This article is the third in a series, providing summaries of the presentations at ARGFest-o-Con 2008 in Boston
Steve Peters left ARGNet a few years back, but he still sticks around. Supposedly, he works for some company named 42 Entertainment that sponsored ARGFest 2008 and purchased tickets to The Dark Knight for attendees. In this Showcase Presentation, Steve Peters explained how to deal with Alternate Reality Gaming audiences using the Microsoft Vista-sponsored ARG Vanishing Point as an example.
According to Peters, there are Five F’s of Fantasticness necessary for every alternate reality game: Find, Focus, Fun, Freedom, and Fear.
The first step to every alternate reality game is the FIND: discovering the game. With Vanishing Point, 42 Entertainment targeted early adopters with puzzle boxes, puzzle graphics on Windows and technology blogs, and a taunting message suggesting that the readers wouldn’t be able to solve these. Solving the puzzles led to the main page for Vanishing Point, where, explains Peters, players found the ever effective and tantalizing countdown. So effective, in fact, that Vanishing Point included dozens of countdowns scattered around the website, each one culminating in a live event.

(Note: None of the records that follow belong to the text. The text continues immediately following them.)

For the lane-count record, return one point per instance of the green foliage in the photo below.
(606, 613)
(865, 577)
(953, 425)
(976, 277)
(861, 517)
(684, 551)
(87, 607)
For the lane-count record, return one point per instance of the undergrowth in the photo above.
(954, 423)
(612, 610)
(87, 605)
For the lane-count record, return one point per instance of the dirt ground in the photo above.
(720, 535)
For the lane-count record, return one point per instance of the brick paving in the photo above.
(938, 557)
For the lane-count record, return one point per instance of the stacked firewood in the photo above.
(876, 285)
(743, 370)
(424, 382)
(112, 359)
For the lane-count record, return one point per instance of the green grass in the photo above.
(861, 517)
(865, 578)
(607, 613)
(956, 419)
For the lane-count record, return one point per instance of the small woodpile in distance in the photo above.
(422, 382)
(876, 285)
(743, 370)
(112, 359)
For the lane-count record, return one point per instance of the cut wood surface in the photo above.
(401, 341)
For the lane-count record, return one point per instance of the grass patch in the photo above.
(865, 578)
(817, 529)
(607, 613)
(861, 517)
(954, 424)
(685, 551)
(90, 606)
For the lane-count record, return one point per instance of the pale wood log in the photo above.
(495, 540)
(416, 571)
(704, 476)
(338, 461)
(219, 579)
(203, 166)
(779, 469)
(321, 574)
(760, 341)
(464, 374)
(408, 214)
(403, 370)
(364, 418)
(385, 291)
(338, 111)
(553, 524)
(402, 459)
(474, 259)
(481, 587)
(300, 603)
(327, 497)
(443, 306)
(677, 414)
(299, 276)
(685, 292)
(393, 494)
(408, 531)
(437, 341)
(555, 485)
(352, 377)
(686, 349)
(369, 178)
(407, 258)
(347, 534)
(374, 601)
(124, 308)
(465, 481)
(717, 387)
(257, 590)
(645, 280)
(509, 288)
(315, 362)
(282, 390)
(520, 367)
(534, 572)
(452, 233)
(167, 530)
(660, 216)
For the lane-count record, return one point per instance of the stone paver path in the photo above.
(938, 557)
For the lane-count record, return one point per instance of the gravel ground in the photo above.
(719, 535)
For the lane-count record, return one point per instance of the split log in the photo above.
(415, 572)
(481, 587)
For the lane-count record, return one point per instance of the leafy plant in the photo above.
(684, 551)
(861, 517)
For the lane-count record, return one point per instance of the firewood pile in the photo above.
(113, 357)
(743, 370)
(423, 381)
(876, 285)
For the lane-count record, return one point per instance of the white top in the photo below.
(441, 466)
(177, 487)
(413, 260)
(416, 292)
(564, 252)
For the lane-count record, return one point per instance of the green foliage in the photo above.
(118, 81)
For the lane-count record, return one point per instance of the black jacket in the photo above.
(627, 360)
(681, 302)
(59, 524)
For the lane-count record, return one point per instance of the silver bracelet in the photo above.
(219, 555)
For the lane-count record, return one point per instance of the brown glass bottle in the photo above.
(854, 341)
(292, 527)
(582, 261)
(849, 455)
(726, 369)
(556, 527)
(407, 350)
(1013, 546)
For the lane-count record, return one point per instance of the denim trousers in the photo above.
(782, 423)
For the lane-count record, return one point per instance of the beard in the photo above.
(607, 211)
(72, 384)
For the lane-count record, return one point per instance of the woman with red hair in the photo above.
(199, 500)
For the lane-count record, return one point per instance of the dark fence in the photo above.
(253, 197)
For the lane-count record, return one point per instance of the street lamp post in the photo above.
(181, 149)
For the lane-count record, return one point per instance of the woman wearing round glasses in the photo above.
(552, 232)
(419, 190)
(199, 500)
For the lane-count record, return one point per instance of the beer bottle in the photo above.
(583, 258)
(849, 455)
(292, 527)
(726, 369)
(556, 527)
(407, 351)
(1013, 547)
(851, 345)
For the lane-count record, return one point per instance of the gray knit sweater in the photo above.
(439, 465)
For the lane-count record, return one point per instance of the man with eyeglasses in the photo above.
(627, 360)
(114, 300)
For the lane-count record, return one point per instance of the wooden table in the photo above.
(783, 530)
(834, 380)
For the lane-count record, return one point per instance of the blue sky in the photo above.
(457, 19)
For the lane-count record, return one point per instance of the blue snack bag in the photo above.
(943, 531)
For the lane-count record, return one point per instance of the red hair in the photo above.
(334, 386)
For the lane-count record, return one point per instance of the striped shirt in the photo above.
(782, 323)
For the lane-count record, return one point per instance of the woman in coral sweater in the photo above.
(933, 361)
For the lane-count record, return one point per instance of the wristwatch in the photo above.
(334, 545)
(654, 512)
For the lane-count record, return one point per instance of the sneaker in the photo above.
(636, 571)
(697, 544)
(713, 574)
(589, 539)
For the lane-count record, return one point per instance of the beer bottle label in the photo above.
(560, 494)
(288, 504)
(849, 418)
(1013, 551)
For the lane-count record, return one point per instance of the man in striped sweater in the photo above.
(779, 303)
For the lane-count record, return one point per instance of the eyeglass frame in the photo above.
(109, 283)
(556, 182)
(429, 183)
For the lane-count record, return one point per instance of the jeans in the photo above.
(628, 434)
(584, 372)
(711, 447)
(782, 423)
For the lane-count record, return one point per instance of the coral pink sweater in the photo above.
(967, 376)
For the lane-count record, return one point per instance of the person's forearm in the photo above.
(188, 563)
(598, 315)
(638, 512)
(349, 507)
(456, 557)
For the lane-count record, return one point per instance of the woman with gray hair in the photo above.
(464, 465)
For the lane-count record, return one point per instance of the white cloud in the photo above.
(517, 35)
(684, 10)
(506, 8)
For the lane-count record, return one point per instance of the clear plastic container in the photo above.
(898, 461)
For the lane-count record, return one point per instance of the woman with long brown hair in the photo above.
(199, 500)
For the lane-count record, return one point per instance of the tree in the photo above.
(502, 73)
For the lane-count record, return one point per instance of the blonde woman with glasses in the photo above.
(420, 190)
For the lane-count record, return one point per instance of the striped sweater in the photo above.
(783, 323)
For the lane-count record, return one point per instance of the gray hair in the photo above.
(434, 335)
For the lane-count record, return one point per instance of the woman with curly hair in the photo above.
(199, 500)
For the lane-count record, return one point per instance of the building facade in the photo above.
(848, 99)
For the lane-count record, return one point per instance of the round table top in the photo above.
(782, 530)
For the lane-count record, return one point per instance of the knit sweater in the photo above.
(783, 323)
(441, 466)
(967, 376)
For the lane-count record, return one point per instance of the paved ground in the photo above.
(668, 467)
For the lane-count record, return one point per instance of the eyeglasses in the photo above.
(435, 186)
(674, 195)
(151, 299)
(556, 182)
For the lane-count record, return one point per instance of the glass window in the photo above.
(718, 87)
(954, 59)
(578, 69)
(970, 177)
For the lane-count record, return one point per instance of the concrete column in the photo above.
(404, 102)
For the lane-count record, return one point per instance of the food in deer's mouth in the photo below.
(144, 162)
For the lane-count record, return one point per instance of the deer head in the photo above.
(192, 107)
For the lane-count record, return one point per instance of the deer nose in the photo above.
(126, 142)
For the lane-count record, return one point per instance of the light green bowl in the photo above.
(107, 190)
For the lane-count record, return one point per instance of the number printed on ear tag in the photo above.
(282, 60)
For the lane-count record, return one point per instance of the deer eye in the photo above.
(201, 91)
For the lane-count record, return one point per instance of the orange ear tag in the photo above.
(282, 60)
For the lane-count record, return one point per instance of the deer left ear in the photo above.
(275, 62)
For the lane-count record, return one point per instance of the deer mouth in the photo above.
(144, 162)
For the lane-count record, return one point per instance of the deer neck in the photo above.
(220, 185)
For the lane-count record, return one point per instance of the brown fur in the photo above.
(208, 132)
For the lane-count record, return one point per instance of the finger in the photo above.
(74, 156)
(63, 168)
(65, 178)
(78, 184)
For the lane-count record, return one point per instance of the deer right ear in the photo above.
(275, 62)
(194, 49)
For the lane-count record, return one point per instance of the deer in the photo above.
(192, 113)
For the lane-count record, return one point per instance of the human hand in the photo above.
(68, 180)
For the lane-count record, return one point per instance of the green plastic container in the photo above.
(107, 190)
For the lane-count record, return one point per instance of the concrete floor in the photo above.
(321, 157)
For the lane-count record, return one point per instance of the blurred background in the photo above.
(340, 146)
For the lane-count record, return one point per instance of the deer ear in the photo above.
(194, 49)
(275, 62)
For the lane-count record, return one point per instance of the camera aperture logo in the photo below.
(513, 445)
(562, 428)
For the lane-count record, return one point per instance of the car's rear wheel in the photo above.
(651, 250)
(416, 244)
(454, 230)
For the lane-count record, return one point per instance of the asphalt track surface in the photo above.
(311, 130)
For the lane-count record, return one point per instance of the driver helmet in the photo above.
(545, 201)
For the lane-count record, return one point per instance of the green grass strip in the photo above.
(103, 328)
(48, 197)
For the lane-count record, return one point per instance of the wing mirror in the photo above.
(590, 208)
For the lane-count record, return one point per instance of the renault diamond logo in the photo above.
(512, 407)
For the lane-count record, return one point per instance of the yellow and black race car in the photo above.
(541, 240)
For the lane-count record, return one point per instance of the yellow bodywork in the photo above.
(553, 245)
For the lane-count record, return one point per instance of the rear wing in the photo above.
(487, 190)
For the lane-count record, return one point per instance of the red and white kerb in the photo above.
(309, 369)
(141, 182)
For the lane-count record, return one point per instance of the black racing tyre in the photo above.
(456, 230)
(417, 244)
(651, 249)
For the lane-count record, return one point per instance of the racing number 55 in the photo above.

Which brings us to the second step: FOCUS. Players need to know what to expect when they’re entering a game. While you can pick up a book and anticipate the commitment it will involve by the number of pages, size of the font, and reputation of the author, the same does not necessarily apply to alternate reality games. Sticking to regularly scheduled updates helps generate expectations for the players. Setting more explicit boundaries through iconic touches to the websites can also help guide players and protect the developer’s sanity.
The third factor is both the simplest and the hardest: FUN. Under the direct assault of hundreds or even thousands of skilled players, puzzles often need to be difficult. However, they still have to be fun, and often building upon previous puzzles can help with that process.